Imagem panorâmica de Évora

CONTEÚDO da PÁGINA
MAPA do SITE
 
 
 
 
 
 
 
 
 

 

Logo da AME

 

 

Sala de Imprensa da AME


 

 

Constituição da Mesa da AME, a 29 de Janeiro de 2010, ao centro o Sr. Presidente, Luís Capoulas Santos, à sua direita e à sua esquerda, em substituição da 2ª Secretária, o Sr. José Policarpo e Sra. 1ª Secretária, Helena Costa, respectivamente.

 

Assembleia Municipal de Évora debateu corte de abastecimento de água à cidade de Évora ocorrido no início de Janeiro

A Assembleia Municipal de Évora, em sessão extraordinária, debateu a ocorrência que determinou o corte de abastecimento de água à cidade de Évora no dia 5 de Janeiro de 2010, tendo, para tal, convidado o Presidente do Conselho de Administração das Águas Centro Alentejo (Artur Magalhães) e a Presidente da Administração da Região Hidrográfica do Alentejo (Paula Sarmento), que esclareceram os deputados municipais sobre todas as questões por estes colocadas.

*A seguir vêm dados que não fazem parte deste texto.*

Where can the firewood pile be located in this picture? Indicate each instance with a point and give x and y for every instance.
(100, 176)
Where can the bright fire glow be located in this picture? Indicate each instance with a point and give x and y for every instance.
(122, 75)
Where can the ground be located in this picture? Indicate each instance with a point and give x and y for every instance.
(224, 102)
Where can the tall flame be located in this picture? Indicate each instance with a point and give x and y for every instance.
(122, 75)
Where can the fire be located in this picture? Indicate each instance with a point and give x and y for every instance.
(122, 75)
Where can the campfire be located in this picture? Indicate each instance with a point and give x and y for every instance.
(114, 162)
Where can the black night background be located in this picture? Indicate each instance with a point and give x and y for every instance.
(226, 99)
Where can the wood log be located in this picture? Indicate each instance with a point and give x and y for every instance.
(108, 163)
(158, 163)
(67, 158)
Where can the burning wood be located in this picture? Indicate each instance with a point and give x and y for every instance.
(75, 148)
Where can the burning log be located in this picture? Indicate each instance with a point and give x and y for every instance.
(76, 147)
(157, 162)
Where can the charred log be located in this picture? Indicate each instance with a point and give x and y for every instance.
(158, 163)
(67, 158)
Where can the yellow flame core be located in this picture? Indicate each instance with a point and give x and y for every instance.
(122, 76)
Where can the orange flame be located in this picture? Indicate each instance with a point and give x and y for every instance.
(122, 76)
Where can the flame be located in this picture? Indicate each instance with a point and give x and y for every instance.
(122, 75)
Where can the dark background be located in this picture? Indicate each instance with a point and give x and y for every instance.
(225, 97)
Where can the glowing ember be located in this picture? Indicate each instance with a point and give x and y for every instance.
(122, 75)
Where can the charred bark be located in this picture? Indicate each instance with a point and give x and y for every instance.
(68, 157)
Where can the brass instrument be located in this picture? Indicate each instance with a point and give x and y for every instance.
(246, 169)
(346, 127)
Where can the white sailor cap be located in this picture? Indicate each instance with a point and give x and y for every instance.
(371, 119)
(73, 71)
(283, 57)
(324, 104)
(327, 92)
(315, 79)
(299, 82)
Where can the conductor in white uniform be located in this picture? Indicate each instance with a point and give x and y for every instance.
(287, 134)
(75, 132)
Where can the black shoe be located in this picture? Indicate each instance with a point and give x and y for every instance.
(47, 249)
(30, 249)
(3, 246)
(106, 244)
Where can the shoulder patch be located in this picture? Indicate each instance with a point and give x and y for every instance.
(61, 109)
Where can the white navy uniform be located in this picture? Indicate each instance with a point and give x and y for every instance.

Também o Presidente da Câmara Municipal de Évora (José Ernesto d’ Oliveira) contribuiu para o esclarecimento do tema, respondendo a diversas perguntas feitas pelos membros da Assembleia, bem como Ana Marcão (Águas do Centro Alentejo) que explicou à audiência o funcionamento do subsistema do Monte Novo.

O debate iniciou-se com um conjunto de intervenções das bancadas do BE, PSD, CDU e PS, em que foram colocadas questões à CM e aos representantes das Águas Centro Alentejo e da Administração da Região Hidrográfica do Alentejo.

O Presidente da Câmara Municipal de Évora, entre outros pontos, esclareceu que “nunca foi distribuída água com excesso de alumínio” e que “a água oferece todos os parâmetros de garantia”, sublinhando também que “é com toda a segurança que garanto à Assembleia Municipal que a água, com base nos dados que temos desde esse dia, até hoje, nunca mais voltou a ter parâmetros fora do normal”.

Artur Magalhães explicou todo o processo, desde que a empresa Águas do Centro Alentejo foi surpreendida com “uma situação inédita de súbita deterioração das águas” e a forma como usou todos os meios ao seu alcance para alterar os processos de tratamento e solucionar a situação, mas como não foi possível, optou pela suspensão do abastecimento de água. A água que esteve na rede esteve sempre em boas condições, antes e depois de ser cortada.

Salientou terem tirado ensinamentos desta situação, estando tranquilos pela forma como geriram a crise e asseguraram que a água distribuída cumpriu sempre os parâmetros legais.

Paula Sarmento alertou que este tipo de alterações climáticas ocorrerá cada vez mais com frequência e intensidade. Falou das lamas arrastadas para a barragem do Monte Novo e das medidas em curso para solucionar este problema, bem como do trabalho conjunto com a empresa Águas do Centro Alentejo de monitorização das águas.

Concluiu a intervenção sublinhando “a água é um bem público tal como está instituído na nossa legislação; a água superficial é pública e do Estado”.

O Presidente da Câmara Municipal de Évora interveio ainda, já no final da sessão, para frisar que “nunca foi posta em causa a saúde pública” e que as medidas tomadas “foram as indicadas”. Entre as duas únicas opções, a defesa da saúde publica e causar transtorno à população, optou-se pele ultima, pese embora a consciência dos incómodos que tal causou às famílias e ás actividades económicas.

Ficou inequivocamente esclarecido que a causa que determinou a rápida elevação da concentração de alumínio foram as intensas chuvadas do final de Dezembro, que arrastaram para a albufeira as lamas provenientes das limpezas da Estação de Tratamento do Monte Novo, depositadas na sua proximidade entre 1983 e 1997.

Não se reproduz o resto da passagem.